Johann Heermann nearly died in childhood, and as his parents’ only surviving child, was dedicated to serve as a minister. He became a pastor in 1611, but continued to face one physical affliction after another. One sickness rendered him unable to preach for 4 years. Not only was he poor in health, but Heermann and his ministry was caught up in the midst of the Thirty Years’ War. He too had to flee his home over and over again, was nearly killed on numerous occasions, his village was plundered again and again and also suffered from the plague. This life of constant turmoil inspired him to write hymns of confident faith in Christ alone and a tender love for God. These include our two Communion hymns today, as well as the beloved Holy Week hymn, “Ah, Holy Jesus.” Heermann died in 1647 at the age of 62.

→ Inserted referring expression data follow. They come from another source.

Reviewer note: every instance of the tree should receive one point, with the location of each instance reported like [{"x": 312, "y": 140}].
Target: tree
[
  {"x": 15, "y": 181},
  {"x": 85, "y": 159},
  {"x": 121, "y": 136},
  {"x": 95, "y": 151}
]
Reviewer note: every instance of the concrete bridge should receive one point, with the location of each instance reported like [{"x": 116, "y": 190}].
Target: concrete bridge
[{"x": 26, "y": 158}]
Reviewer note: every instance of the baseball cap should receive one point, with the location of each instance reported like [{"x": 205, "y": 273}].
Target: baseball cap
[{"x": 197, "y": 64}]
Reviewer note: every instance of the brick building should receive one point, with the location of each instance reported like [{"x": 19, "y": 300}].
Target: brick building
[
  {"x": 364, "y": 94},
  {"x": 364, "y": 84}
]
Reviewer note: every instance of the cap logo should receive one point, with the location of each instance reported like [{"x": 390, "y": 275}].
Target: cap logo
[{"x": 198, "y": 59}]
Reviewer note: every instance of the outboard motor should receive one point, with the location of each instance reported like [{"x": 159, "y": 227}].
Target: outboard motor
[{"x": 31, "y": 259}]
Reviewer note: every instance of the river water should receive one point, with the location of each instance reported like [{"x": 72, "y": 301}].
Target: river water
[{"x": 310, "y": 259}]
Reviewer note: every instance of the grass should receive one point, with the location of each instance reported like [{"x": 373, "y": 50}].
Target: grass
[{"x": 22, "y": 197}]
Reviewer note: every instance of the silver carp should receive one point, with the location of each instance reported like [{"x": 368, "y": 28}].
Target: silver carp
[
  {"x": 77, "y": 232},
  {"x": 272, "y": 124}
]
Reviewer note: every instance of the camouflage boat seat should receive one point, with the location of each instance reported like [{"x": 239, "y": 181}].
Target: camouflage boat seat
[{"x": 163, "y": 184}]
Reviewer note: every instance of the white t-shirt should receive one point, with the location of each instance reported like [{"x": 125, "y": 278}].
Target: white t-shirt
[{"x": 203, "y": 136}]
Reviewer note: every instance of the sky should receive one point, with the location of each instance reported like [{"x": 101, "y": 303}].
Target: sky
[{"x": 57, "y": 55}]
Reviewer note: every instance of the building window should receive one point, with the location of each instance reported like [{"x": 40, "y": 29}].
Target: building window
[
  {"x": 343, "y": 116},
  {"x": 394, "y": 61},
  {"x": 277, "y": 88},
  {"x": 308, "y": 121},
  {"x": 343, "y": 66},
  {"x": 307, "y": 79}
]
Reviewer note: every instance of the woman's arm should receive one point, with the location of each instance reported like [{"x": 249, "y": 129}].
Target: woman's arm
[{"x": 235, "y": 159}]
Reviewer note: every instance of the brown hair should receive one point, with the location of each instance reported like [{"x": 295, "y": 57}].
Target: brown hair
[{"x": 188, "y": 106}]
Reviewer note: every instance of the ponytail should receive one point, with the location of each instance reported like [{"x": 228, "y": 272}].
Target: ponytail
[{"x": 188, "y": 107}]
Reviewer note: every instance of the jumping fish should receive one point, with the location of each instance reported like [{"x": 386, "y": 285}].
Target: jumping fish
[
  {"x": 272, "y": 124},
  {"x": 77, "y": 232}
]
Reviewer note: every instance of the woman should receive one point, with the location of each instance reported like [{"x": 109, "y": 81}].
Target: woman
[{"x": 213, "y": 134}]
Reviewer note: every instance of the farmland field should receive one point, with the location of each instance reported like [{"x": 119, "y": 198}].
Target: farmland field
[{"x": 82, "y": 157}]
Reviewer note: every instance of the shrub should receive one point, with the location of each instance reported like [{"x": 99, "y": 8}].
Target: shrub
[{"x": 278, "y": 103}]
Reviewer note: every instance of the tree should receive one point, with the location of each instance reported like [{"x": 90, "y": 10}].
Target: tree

The last saint we remember today is indeed the most famous and prolific of all Lutheran hymn writers. Paul Gerhardt was ordained as a pastor in 1651, and became famous as a preacher. But he was adamantly involved in the doctrinal debates of the time with fellow Protestants, and he refused to sign a pledge stating that he would not talk about the doctrinal discussions in his preaching, so he was kicked out of his church in Berlin. He was welcomed back the next year, but refused to return. During this same time his wife and son died. Amid both his personal trials and the turmoil of the Thirty Years’ War, Gerhardt penned 133 hymns of faith and confidence in God’s grace above all else. He translated dry doctrines into heart moving music, truly helping the Word of God to dwell richly in those who sing his music. Today, we will be singing Gerhard’s most famous hymn “O Sacred Head Now Wounded” after the sermon. Gerhardt died in 1676 at the age of 69, but like Heermann and Nicolai, he is remembered among the saints and honored every time we sing and allow God to deepen our faith in Jesus Christ through his music.
Now, “Let the Word of Christ dwell in you richly… and with gratitude in your hearts sing psalms, hymns, and spiritual songs to God. And whatever you do in word or deed, do everything in the name of the Lord Jesus, giving thanks to God the Father through him.” Amen.